No. 02 — Hors-thème

Le contraire des politiques en logement abordable: l’augmentation des campements de personnes en situation d’itinérance à Montréal

Véronic Lapalme, Université de Montréal

Date de publication: 2024-12-10

Résumé

La crise du logement au Québec est une préoccupation croissante, marquée par une hausse des loyers, un manque de logements abordables et une mobilité résidentielle réduite, affectant particulièrement les ménages à faible revenu. Dans les dernières années, les expulsions pour rénovation se sont multipliées, tandis que les nouvelles constructions privilégient les logements de luxe au détriment des logements sociaux, notamment en raison du désengagement de l'État (Gaudreau, 2022).
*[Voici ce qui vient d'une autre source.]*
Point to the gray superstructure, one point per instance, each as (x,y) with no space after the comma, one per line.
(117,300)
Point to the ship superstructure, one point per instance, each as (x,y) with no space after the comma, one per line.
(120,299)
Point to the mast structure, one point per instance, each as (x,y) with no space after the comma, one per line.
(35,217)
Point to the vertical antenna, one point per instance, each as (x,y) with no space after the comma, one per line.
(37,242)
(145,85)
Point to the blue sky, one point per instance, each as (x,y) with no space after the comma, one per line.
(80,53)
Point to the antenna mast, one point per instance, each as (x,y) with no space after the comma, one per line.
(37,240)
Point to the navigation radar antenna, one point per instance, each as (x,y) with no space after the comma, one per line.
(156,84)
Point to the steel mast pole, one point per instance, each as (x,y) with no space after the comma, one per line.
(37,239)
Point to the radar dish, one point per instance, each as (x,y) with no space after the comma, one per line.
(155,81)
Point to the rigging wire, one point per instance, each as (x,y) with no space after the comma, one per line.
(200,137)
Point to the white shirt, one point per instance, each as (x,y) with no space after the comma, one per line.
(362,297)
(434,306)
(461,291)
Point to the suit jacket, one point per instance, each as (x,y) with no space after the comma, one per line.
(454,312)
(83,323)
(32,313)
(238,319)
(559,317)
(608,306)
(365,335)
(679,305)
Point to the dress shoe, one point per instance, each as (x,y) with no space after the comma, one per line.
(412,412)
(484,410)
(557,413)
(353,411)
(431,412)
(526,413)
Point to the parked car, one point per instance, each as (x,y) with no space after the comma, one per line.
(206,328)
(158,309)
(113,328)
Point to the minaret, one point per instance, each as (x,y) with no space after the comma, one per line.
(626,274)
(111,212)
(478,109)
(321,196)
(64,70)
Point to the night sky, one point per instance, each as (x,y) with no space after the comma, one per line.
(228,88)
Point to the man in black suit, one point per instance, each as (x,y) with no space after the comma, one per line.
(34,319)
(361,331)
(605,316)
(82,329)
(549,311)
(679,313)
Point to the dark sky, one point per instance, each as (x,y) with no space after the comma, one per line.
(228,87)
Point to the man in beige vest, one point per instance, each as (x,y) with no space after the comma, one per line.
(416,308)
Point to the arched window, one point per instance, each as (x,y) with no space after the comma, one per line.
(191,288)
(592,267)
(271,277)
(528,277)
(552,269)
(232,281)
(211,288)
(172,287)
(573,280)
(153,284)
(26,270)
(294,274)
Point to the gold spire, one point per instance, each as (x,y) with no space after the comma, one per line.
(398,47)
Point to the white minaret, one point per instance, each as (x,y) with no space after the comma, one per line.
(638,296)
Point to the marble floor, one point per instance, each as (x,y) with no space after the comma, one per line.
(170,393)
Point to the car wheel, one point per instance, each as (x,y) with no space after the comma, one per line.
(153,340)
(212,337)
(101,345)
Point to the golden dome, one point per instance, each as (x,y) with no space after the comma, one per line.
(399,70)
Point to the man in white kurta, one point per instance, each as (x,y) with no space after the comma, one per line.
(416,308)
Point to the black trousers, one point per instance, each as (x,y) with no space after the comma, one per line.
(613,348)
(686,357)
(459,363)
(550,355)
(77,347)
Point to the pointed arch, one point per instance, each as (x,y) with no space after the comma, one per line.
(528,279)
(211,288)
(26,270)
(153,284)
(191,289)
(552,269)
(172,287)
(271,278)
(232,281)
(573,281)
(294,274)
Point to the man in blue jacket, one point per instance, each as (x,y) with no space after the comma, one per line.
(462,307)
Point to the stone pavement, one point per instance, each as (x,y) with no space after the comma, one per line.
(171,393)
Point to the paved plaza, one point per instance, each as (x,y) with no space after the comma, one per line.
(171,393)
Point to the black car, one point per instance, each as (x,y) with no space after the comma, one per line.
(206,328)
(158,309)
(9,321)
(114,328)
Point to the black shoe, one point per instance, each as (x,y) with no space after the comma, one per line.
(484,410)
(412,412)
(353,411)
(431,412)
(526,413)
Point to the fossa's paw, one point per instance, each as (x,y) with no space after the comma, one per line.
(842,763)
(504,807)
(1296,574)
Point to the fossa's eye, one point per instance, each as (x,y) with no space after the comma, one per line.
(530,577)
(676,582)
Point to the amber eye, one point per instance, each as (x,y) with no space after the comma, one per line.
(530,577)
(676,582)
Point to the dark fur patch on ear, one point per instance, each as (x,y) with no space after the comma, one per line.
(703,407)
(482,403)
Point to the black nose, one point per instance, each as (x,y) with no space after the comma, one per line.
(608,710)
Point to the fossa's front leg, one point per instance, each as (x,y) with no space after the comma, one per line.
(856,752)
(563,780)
Parallèlement, l'itinérance augmente, exacerbée par cette crise, avec une hausse importante du nombre de personnes en situation d'itinérance au Québec. Les politiques publiques favorisent la construction de logements abordables par le marché privé, souvent inadéquats pour les plus vulnérables, résultat d'un tournant néolibéral entamé dans les années 80 (Reiser, 2020). La financiarisation et la gentrification aggravent l'exclusion des moins fortunés, entraînant d'importantes hausses de loyers et des expulsions, rendant ainsi la ville inabordable. Cela expose des enjeux de droit à la ville et appelle à une révision des politiques actuelles en matière de logement pour des solutions plus équitables et durables.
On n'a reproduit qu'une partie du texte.